What constitutes a forest? If you care about climate change, the answer is very important. A recent study from researchers at the University of Oklahoma shows that if the goal is to sequester carbon using forests, then native vegetation does best.

Forests have played an increasingly important role in climate change negotiations. The Reducing Emissions from Deforestation and Degradation (REDD) program received a major boost of support at Copenhagen this past December. It was one of the only things all parties could agree as on as being part of a future climate change treaty. The goal of REDD is to save forests in developing counties with the goal of reducing carbon emissions. The carbon sequestered can then be traded as credits on carbon markets like the one in place in the European Union.

The desire to get REDD off the ground is so great that Norway is hosting the Oslo Climate and Forest Conference this week. The goal is to establish an interim partnership arrangement for countries interested in using the REDD mechanism as no global treaty is currently in place.

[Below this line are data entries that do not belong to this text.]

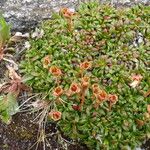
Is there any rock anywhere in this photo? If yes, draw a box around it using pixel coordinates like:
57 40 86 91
0 0 77 32
0 0 149 32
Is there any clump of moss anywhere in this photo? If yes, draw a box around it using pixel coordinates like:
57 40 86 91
21 2 150 150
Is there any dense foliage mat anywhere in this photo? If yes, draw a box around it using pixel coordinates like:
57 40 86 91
20 2 150 150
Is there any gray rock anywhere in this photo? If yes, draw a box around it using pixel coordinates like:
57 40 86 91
0 0 150 32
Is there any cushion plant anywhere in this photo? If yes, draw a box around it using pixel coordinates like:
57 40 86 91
20 2 150 150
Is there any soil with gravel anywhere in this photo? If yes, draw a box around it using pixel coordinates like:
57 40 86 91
0 0 150 150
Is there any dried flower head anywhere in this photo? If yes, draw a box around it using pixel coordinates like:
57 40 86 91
53 86 63 97
80 61 92 70
108 94 118 104
43 55 51 68
49 66 62 76
49 110 62 121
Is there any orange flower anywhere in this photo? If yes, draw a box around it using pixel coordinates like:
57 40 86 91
80 61 92 70
43 55 51 68
53 86 63 97
60 8 75 19
70 83 80 94
49 66 62 76
72 105 80 111
147 105 150 114
49 110 62 121
92 84 100 94
108 94 118 104
130 74 143 88
97 90 107 101
81 76 90 88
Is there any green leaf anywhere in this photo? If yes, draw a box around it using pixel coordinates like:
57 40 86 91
0 93 19 124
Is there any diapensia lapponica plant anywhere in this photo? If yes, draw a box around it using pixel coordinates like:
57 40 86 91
20 2 150 150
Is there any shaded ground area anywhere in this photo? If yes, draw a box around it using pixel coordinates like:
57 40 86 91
0 114 87 150
0 0 150 32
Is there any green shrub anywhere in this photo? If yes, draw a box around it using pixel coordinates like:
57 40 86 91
20 2 150 150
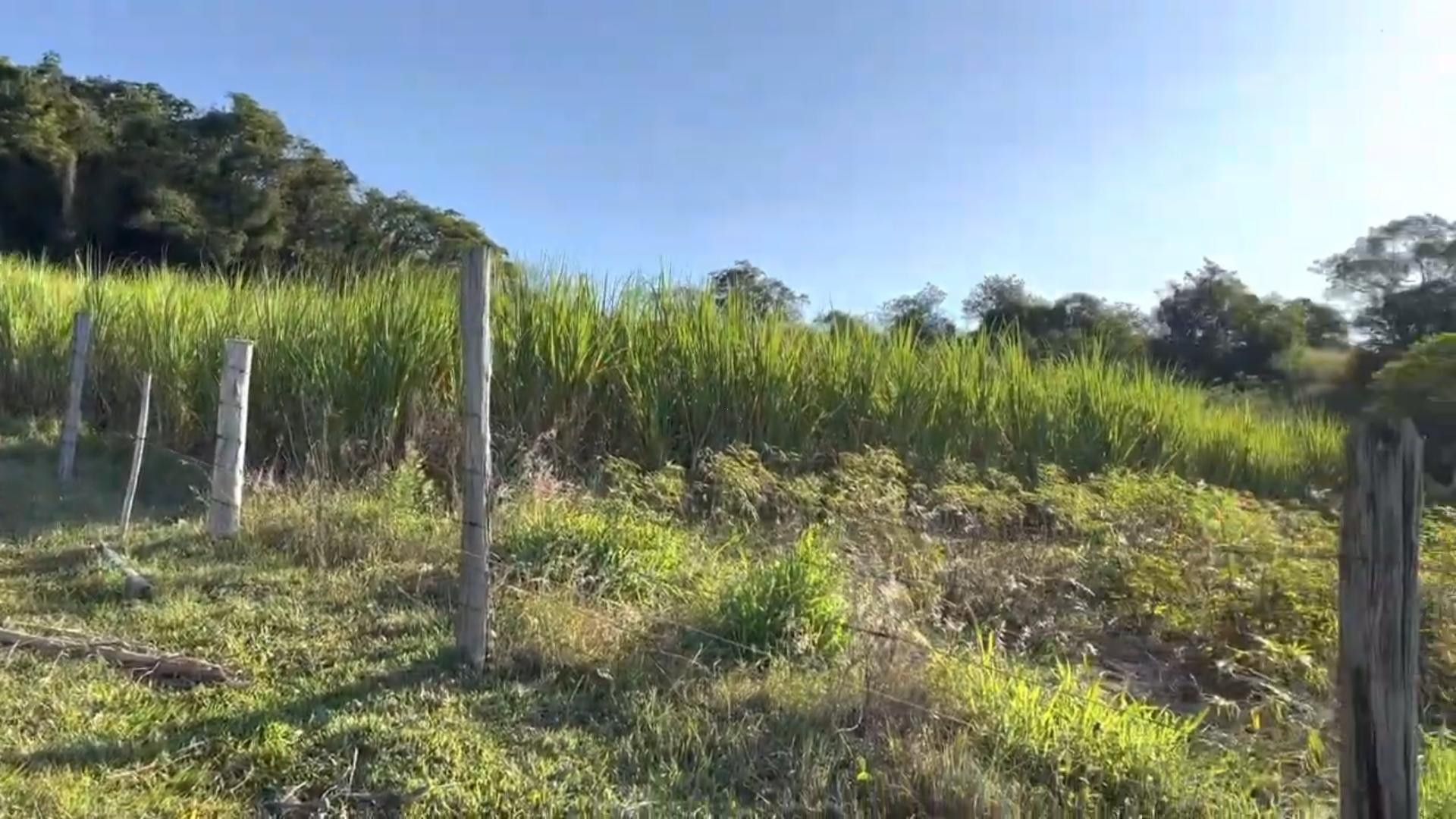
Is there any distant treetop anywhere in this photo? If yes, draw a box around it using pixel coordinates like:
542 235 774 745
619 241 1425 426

However, international definitions of what exactly constitutes a forest are not set in stone. The United Nations Framework Convention on Climate Change defines forests as any area with greater than 10% of crown cover. While this is great for including degraded forests that have been partially logged or damaged by natural causes, it doesn’t exactly provide incentives to keep trees standing in forests with greater crown cover.

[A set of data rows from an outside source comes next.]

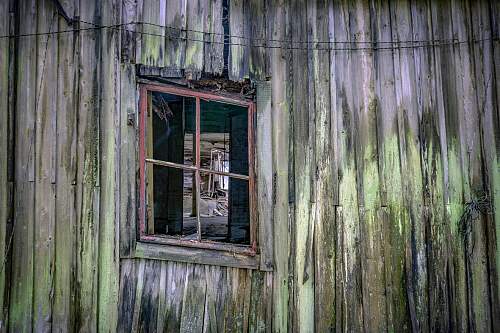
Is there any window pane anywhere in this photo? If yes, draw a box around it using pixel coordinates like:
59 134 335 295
200 172 250 245
147 164 197 239
200 101 248 175
148 92 196 165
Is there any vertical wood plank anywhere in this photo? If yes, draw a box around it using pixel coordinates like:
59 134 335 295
349 1 387 331
9 1 37 332
311 1 336 332
468 0 500 332
76 1 100 332
33 3 58 332
203 265 225 332
97 0 122 332
272 1 293 332
246 0 268 80
228 0 250 81
248 271 272 332
156 261 168 332
256 81 274 269
0 1 11 331
472 0 500 331
120 0 140 63
165 0 187 69
332 1 363 331
185 0 205 80
136 260 161 332
50 0 78 332
180 264 207 332
372 1 410 331
117 259 139 332
441 1 469 332
140 0 167 67
292 3 316 331
204 0 224 75
128 259 146 332
119 64 139 256
392 1 428 331
162 262 188 332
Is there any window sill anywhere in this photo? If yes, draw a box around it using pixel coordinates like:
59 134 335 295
129 240 260 269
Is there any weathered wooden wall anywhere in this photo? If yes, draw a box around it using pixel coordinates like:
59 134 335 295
0 0 500 332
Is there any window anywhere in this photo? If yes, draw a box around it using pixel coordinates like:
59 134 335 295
139 84 257 254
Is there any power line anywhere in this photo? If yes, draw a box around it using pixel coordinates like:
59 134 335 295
0 21 499 51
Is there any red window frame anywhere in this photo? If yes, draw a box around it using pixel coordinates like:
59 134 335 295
138 83 257 255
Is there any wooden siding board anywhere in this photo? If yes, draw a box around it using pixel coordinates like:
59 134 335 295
180 264 207 332
472 0 500 331
117 259 138 332
52 0 78 331
247 0 269 80
97 0 122 332
33 3 57 332
228 0 250 81
9 1 37 332
392 2 428 330
248 271 271 332
139 0 167 67
311 1 336 332
272 1 292 332
120 0 138 64
349 1 387 331
159 262 188 332
454 2 492 332
482 1 500 312
137 260 161 332
372 1 410 331
424 3 458 330
256 81 274 270
433 1 468 332
119 64 139 256
185 0 204 80
333 1 363 331
76 1 100 332
203 266 220 332
292 3 316 331
0 1 10 330
165 0 187 69
128 259 146 332
204 0 224 75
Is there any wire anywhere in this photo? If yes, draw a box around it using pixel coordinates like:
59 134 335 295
0 21 499 51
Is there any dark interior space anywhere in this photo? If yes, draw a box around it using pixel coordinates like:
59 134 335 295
146 92 250 244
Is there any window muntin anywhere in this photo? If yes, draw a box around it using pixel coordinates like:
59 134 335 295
139 85 257 253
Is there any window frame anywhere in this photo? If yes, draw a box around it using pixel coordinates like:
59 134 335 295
138 83 258 257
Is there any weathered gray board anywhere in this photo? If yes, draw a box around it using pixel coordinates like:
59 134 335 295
0 0 500 332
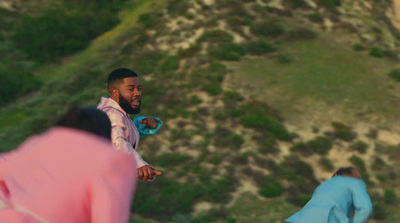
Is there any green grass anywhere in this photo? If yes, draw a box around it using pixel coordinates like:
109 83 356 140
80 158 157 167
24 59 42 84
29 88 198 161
231 35 400 121
37 0 159 82
228 193 300 223
0 0 161 133
0 110 26 131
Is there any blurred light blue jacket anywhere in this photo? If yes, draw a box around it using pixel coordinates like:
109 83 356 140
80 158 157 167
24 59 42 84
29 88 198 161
286 176 372 223
133 116 162 138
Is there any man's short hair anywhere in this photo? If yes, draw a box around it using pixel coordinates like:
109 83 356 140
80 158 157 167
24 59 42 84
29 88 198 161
108 68 138 91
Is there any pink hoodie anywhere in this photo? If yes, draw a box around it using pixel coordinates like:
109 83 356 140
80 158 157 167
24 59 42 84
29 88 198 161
97 97 149 168
0 127 137 223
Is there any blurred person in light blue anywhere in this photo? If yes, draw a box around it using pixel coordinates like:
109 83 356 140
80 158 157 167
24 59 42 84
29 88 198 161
286 167 372 223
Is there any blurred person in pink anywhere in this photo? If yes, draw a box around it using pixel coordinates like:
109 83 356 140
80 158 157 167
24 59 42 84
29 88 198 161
0 107 137 223
97 68 161 181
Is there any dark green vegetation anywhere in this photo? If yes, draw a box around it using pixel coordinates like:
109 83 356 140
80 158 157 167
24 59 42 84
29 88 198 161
0 0 399 223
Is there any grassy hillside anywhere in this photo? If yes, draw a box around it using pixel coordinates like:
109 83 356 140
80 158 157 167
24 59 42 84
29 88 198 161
0 0 400 223
232 33 399 124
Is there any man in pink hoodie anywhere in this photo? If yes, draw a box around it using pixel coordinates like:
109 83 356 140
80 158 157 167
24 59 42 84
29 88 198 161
97 68 161 181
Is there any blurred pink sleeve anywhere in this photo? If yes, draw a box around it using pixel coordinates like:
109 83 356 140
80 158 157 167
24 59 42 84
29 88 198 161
89 153 137 223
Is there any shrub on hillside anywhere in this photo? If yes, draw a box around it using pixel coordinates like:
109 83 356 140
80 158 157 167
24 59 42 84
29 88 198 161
167 0 192 15
250 21 286 38
197 30 233 44
290 142 313 156
132 177 203 221
351 141 368 153
258 181 283 198
319 0 342 9
289 28 317 40
332 122 356 142
349 155 367 172
307 136 332 155
131 51 163 75
213 125 244 149
155 153 191 167
372 202 387 220
189 62 227 95
308 12 324 23
240 101 295 141
0 66 40 106
138 13 162 29
389 68 400 82
208 42 246 61
247 39 276 55
255 132 280 154
319 157 334 172
283 0 307 8
159 55 179 72
189 95 203 105
203 176 235 203
383 190 397 205
353 43 365 51
278 54 293 63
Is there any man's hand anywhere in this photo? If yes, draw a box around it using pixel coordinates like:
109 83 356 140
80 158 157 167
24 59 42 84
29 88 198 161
138 165 162 181
139 118 157 129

There have also been other proposals to define forests. The International Union for the Conservation for Nature wants forests to be defined by six different types of land use. Another international proposal seeks to define forests by the height of the vegetation being a certain threshold. Then there’s my personal favorite, the forests as “sticks of carbon” where forests are defined by the amount of carbon stored per hectare.

None of these definitions takes into account what plants actual constitute a forest. They also neglect to include the benefits might be to local communities who rely on forests for a variety of ecosystem services beyond climate change mitigation. Finally, they fail to account for not only how much carbon is stored but also how much carbon will continue to be sequestered each year.

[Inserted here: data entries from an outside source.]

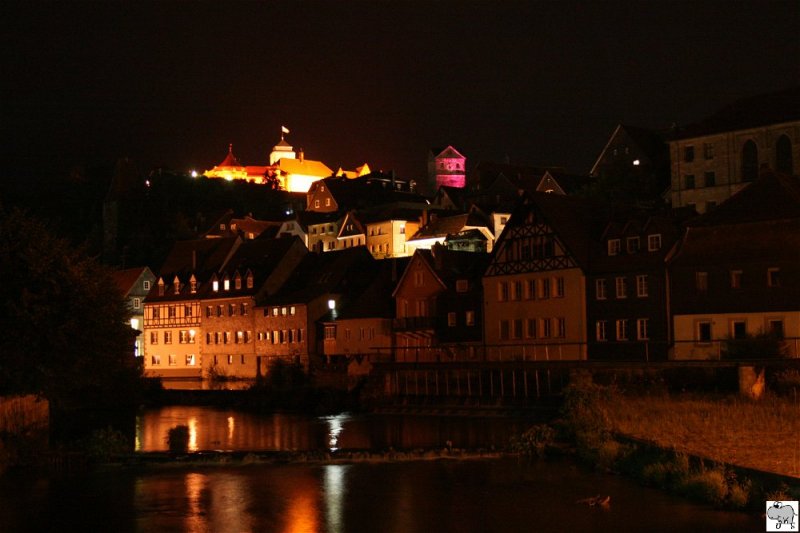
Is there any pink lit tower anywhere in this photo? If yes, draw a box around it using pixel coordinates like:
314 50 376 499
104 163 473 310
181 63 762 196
428 146 467 193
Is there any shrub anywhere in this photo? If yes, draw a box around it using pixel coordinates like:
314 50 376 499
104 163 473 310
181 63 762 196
682 468 728 505
80 426 132 462
167 425 189 453
511 424 556 457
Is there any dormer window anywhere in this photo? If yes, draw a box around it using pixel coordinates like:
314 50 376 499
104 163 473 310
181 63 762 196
647 233 661 252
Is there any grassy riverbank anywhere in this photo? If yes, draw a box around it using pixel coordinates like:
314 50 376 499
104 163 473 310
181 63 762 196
602 394 800 478
515 375 800 509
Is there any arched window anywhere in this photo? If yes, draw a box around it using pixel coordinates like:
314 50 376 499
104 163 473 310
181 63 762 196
775 135 792 174
742 140 758 181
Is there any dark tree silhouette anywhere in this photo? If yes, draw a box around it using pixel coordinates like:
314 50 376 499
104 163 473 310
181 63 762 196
0 206 142 409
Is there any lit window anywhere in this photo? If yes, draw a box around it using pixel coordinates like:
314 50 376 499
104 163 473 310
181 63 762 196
695 320 711 343
694 272 708 292
526 318 537 339
636 274 648 298
595 320 608 341
617 318 628 341
647 233 661 252
767 268 781 287
615 277 628 298
554 277 564 298
636 318 650 341
594 279 608 300
539 278 550 299
731 270 742 289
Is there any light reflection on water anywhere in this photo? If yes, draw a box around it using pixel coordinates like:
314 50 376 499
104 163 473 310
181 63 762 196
0 459 764 533
135 406 530 452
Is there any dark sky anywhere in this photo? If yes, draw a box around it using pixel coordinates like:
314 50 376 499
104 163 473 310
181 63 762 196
0 0 800 182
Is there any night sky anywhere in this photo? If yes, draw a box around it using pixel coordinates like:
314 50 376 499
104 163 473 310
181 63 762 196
0 0 800 182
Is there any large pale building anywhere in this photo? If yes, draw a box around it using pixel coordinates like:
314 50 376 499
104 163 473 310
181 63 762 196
203 128 333 192
669 89 800 213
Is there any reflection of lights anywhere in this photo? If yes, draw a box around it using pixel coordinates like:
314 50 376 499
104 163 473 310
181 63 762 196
322 465 350 531
189 417 197 452
325 415 350 452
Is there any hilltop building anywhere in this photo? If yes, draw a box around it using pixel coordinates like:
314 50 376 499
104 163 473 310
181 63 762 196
203 128 333 193
669 89 800 213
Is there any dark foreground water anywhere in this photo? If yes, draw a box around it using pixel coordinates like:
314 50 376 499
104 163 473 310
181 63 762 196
0 407 764 533
0 459 764 533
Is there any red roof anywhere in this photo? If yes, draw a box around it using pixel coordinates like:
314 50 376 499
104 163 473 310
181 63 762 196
217 143 242 167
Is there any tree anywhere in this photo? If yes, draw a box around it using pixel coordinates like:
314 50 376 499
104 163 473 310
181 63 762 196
0 206 142 409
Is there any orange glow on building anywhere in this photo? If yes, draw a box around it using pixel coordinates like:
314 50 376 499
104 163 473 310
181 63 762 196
203 127 340 193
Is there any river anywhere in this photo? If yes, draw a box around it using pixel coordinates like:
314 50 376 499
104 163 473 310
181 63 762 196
0 407 764 533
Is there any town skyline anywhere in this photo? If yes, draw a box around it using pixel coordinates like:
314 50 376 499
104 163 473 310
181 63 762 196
3 2 800 179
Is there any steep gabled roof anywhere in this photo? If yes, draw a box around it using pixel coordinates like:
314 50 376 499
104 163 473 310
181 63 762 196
111 267 149 296
259 246 377 305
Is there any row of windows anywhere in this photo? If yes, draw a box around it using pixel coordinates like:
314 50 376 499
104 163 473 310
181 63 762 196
211 274 253 292
257 328 305 344
595 318 650 342
447 311 475 328
325 325 375 341
594 274 650 300
683 172 717 189
264 305 297 316
498 318 567 340
206 302 250 318
683 135 794 177
497 277 564 302
694 318 784 344
694 267 781 292
683 143 714 163
150 353 197 366
150 305 194 320
206 330 253 344
150 329 196 344
608 233 661 255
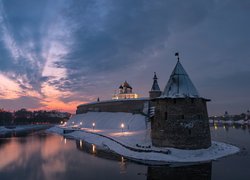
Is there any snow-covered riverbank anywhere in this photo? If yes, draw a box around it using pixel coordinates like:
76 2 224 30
48 112 239 164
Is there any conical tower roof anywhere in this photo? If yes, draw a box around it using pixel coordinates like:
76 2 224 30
123 81 132 89
161 60 199 98
151 72 161 91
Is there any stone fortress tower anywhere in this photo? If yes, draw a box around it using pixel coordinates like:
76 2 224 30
149 53 211 149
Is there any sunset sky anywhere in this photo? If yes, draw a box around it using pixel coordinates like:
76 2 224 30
0 0 250 115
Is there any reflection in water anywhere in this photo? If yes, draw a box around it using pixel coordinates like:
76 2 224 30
119 156 127 174
92 144 96 154
147 162 212 180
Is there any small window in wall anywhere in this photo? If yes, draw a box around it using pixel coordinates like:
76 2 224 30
165 112 168 120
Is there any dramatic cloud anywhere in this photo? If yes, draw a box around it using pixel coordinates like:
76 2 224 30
0 0 250 114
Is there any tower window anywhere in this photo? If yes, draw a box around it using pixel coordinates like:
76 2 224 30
165 112 168 120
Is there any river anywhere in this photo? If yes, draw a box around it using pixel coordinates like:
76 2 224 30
0 125 250 180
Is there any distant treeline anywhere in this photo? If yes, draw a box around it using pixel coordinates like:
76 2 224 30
0 109 71 126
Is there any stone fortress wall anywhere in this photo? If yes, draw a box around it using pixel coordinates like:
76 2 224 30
151 98 211 149
76 98 149 114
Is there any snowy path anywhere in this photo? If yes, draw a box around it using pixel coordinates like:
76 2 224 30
49 127 239 164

Stick of carbon really is a terrible way to conceptualize what forests really are. This leaves the door open to classify plantations or monocultures as forests simply because they can suck up carbon. It leaves local communities out in the cold and denies what it means to truly be a forest. As naturalist John Muir once wrote “Tug on anything at all and you'll find it connected to everything else in the universe.” Take a visit to the rainforest in Panama or the old growth forests of the Cascades and it should become apparent forests offer more than the ability to confront climate change.

It’s true that no forest is untouched by humans. However, defining a monoculture as a forest destroys the essence of a forest. Unfortunately, this essence is tough to define in an international treaty.

However, in a moment of happy convergence, the study from the University of Oklahoma shows that the best way to use forests to sequester carbon and avert climate change is to let nature take its course. Not only did natural forests sequester more carbon, they also had myriad other benefits including more nutrient-rich soil and had more biomass above and below ground.

Rather than focusing on ways to include forest plantations under REDD, we should be looking to more natural ways to mitigate climate change to compliment the technological solutions as well. These solutions could also have lasting local benefits as well.